In 1986 the BBC’s Domesday Project was a 20th-century Domesday Book, with text and photographs from all over the country. The data were stored on two big silver laser discs and read by a special BBC-supplied computer which understood their format. There are no laser disc readers today outside museums, and the format was one that only the special computers could read. There were some of those in museums, but would any of them still work? The project was rescued from oblivion by the skin of its teeth and the data are now available on the web. The lessons of that narrow escape have been carefully forgotten: in place of video stills in an unreadable format (unless you had the right hardware and software) the photographs are compressed in JPEG format, which is unreadable unless you have the right software. Moreover, unlike the laser discs, nobody actually has the new Domesday data. We all have to rely on the BBC existing for ever and being for ever willing to keep them available to us. As available as Compuserve, BIX, or AOL? In a format as readily readable as 8″ floppy disks, Amstrad 3″ disks in their special cases, or the Sinclair Microdrive?

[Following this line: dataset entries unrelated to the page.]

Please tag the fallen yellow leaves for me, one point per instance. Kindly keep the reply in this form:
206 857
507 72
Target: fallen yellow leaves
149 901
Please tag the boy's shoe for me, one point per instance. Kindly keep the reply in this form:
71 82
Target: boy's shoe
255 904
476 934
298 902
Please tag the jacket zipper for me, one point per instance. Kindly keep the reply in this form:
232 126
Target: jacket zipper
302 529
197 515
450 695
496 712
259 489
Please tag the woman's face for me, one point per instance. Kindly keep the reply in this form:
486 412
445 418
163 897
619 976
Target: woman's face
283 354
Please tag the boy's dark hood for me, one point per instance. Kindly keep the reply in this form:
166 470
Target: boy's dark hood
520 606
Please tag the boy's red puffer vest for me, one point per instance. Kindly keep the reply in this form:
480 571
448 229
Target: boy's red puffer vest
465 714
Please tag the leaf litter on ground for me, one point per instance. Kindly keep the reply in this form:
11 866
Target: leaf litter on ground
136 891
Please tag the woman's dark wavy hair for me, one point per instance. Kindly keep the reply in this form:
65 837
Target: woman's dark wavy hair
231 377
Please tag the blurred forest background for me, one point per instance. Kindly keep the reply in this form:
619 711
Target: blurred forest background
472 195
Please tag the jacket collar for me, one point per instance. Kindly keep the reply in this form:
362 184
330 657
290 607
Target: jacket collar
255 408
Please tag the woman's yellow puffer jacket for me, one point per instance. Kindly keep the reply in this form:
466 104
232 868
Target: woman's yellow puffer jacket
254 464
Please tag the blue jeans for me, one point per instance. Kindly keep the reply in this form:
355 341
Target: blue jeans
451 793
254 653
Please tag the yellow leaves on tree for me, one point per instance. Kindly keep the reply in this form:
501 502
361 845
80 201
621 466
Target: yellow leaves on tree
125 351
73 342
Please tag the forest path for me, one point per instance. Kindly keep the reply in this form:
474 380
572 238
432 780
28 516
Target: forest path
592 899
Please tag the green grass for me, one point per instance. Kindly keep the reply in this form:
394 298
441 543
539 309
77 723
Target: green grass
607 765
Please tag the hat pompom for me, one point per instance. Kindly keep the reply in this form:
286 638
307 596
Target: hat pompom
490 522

Meanwhile the special hardware required to read the Rosetta Stone is widely available, on either side of your nose; and the software is readily learned. The oldest photograph in the world dates from Spring 1838 and is readable with the same equipment (and no software). But what photographs does this generation have which will be readable in 175 years’ time?

There is an enjoyable article on digital preservation here. At least, there was when I wrote this blog entry. The link may rot at any moment.